Fields in Flux
When the longitudinal study began in 1980, the team doing the fieldwork had no idea the landscape at Acconia would be so restless. Each mapping brought the researchers to a place quite different than the one they had studied 9 years before—thus echoing the ancient Greek proverb of the philosopher Heraclitus: one cannot step in the same river twice. From marginal wetlands plagued with malaria sprang up over the years an economy oriented toward agro-business. Open fields became enclosed by fences and covered by a sea of plastic greenhouses. The simple shelters for herdsmen called pollaios, or chicken coops, gave way to strawberry mansions. The same town which many young men left to seek work in Germany or Switzerland is now home to immigrant workers from Romania and Bulgaria. From an agricultural boom to the current downturn, Acconia has witnessed an incredible breadth of changes over the span of a single human lifetime and the question now is what makes these changes tick?
The study of landscape dynamics explores these unseen factors. The concept has only entered the mainstream consciousness of anthropologists recently in the 1990s and with some reticence. For surveys to make observations on modern land use has been standard practice since the 1960s, but those instances were invariably synchronic in nature with no sense of how land use has changed over time. The search for sites in any survey occurs within a window of time with landscape being a huge factor on what is found.

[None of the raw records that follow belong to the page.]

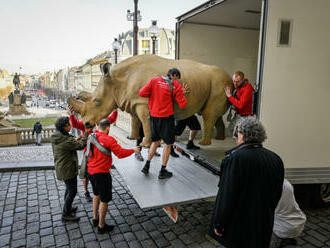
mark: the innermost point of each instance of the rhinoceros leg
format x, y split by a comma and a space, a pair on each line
220, 126
142, 112
135, 125
214, 109
207, 131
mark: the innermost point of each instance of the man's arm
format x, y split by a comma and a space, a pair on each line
77, 124
113, 117
245, 98
146, 90
73, 144
179, 96
111, 143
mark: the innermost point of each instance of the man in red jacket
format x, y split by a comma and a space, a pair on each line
87, 127
242, 96
241, 99
99, 166
162, 91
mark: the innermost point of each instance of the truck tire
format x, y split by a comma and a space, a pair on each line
312, 195
320, 195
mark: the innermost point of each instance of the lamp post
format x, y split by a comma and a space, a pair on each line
154, 32
135, 17
116, 46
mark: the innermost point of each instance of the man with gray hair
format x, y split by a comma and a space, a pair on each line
251, 179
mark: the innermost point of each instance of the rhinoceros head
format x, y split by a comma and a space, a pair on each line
97, 105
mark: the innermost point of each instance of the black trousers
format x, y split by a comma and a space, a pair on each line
141, 134
70, 193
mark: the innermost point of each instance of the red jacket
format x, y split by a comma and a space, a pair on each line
160, 98
100, 163
243, 100
80, 124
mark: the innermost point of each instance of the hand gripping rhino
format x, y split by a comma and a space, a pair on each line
119, 88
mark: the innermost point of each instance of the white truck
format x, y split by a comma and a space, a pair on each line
283, 47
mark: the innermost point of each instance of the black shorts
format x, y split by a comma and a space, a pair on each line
162, 128
102, 186
192, 122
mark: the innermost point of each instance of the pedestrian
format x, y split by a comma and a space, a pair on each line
251, 181
37, 128
240, 100
65, 149
162, 92
99, 166
87, 127
194, 126
289, 220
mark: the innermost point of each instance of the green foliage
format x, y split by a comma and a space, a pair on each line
25, 123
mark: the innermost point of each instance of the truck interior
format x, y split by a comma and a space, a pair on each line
224, 33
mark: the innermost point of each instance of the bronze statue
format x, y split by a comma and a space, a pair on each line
23, 99
11, 98
16, 81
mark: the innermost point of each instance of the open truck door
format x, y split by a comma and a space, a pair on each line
274, 43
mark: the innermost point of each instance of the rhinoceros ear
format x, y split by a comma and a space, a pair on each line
105, 69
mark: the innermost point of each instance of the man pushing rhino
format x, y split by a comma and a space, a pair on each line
162, 91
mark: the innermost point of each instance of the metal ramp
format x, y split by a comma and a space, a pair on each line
190, 181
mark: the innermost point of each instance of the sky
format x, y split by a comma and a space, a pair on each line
47, 35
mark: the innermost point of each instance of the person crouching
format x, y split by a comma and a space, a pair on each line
65, 149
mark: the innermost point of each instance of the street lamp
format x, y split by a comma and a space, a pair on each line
116, 46
135, 17
154, 32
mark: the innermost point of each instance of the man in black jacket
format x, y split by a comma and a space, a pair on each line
250, 187
37, 128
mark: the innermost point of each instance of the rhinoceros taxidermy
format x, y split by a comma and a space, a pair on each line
119, 88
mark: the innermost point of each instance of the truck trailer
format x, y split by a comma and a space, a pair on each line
283, 48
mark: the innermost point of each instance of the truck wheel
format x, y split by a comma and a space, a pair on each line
321, 195
312, 195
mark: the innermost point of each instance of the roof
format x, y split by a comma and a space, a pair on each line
226, 13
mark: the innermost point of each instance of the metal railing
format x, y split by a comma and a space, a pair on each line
24, 135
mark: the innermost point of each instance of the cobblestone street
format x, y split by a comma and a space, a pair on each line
30, 211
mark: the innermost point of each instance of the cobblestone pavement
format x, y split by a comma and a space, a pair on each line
30, 211
26, 153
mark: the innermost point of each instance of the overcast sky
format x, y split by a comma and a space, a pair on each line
41, 35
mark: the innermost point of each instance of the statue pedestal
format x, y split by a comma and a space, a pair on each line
8, 136
17, 108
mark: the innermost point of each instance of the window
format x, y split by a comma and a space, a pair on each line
145, 45
284, 33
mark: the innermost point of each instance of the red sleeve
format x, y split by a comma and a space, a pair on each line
77, 124
117, 149
146, 90
246, 97
179, 96
113, 117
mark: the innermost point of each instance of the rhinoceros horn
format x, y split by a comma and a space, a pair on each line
105, 69
84, 96
77, 105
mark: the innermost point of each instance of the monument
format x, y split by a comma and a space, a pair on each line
8, 135
17, 101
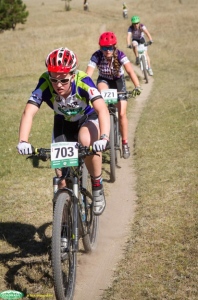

The longitudinal study at Acconia has recorded not only the landscape itself but a team of anthropologists conducting interviews with local informants (as pictured right with anthropologist Harold Koster) have investigated the many different factors behind its transformations. Here we will explore a few of these, and more can be found with greater depth here: Acconia_Land_Use_2010
Acconia was first made a viable home for the future agro-businesses by a number of infrastructure improvements enacted in the years around the second world war. Mussolini’s regime began the draining of the wetlands. After the invading Allies introduced DDT and the post-war Italian government furthered its use, the land became hospitable, with malaria fully eradicated in the 1950s. Around the same time, the coastal road was improved and paved increasing year-round accessibility and then the autostrada was completed in 1973 decreasing the travel time to Naples and on to Rome. Through government investment, agricultural products could now be grown in Calabria and sold in markets up and down the peninsula.
Large scale agriculture did not start until the influence of certain innovators arrived in Acconia. The noble landowning families previously had used their holdings almost exclusively for hunting and the grazing of animals. Francesco Baglione (left) from Sicily, attempting to expand his nursery business, convinced the nobles to start planting olive groves. Thus, these great plots of land began to be controlled and cultivated. Later Mario Fattori (right) arrived from Bologna where there already existed a well-developed tradition of intensive horticulture and implemented the same techniques at Acconia, growing as many as 30 hectares of strawberries. Many who worked alongside him learned from him and soon started their own operations. Another innovator, Maria Cefaly, from a noble family, was forced to adapt after her father and grandfather had run down the family estate. To gain an edge over the competition elsewhere in Italy, she introduced new machinery for shaking the olive trees more quickly and new methods for pressing the olives to produce high quality oil. These three, among others, spurred Acconia towards prosperity.
In addition to building infrastructure, the government has steered the course of the landscape through policy. In 1988, the Italian government alongside the EU started a program to revive “traditional” forms of agriculture in southern Italy. In the case of Acconia, this meant planting new citrus groves. With the state’s financial support, many of the larger landowners soon turned over their fields of olive trees (for their profitability had been diminished by an earlier trade agreement between Italy and other Mediterranean countries) and planted orange trees in their stead. The landscape was transformed, but the effects were not over yet. By the late 1990s, all the new citrus groves, now mature enough to produce on a regular basis, led to the over-production of oranges and prices fell. With the downfall of this sector, citrus trees now only constitute a viable form of production when aided by a government subsidy introduced in 2010.
On a more basic anthropological level, the structure of the family can influence heavily whether an operation succeeds or not. A worker from within the household does not receive taxable pay so no money is lost to the government. Otherwise, one must hire outside help to oversee the field-hands or take the produce to market and this can be very costly. In recent years, the problem has become more acute as the cost of labor has risen and as young people across southern Italy are losing interest in the agricultural pursuits of their parents, choosing instead to take jobs in other sectors. When the sons and daughters with skills and experience no longer stay, the future of many operations hangs uncertain.